Recently at Privitar we attended a recruiting event, as one of several companies in London presenting interesting projects to a pool of data scientists. As good data geeks, naturally my colleagues and I spent far too long trying to work out which would be the best slot to choose for our presentation – is it better to be early or late in the day? Definitely not the session right after lunch, but is last before lunch also bad? Eventually we went first, and pitched some of the interesting challenges we see in anonymising very rich and complex data.

It turned out to be a surprisingly good move – one data scientist later told us that after hearing our presentation she winced in horror through subsequent pitches, as company after company described how they were working directly with highly private data.

The truth is, there’s typically no good reason for a data scientist or analyst to have access to sensitive primary identifiers, such as name, phone number, or social security number.  These should just be dropped from the dataset. If they are needed for subsequent action (for example to contact customers), then that can still be done without the data scientist needing the contact details. They can create a model or rule, which is later applied to the original dataset.

The only valid use for such primary identifiers is in linking records between datasets (for example, joining across tables), or grouping multiple transactions by user. But even then, there’s still no need to expose the raw data. The right thing to do is to consistently tokenise the identifiers, replacing each unique value with a randomly generated token. So Jason might be replaced by ABC123, Jane by HBY940, and so on. If this tokenisation is done consistently, it’s still possible to group transactions or join records across datasets, but it’s not possible to recover the original identifier.

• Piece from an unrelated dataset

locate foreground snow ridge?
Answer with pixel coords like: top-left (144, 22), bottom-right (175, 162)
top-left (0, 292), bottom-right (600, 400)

When tokenising, be sure to generate each token randomly. It’s a mistake to use a deterministic function, as was the case with a set of New York taxi data that was released recently under a freedom of information request. The taxi identifiers, called medallion numbers, were hashed with an MD5 hash function. This seemed at first glance like a good approach – each identifier was converted into into a random-looking string. But since there’s a fairly small range of medallion numbers, it’s easy and fast to hash every possible value and build a dictionary, and then deanonymise the data by looking up all the tokens in the dataset using this dictionary. If each token is randomly chosen, it’s impossible to build such a dictionary.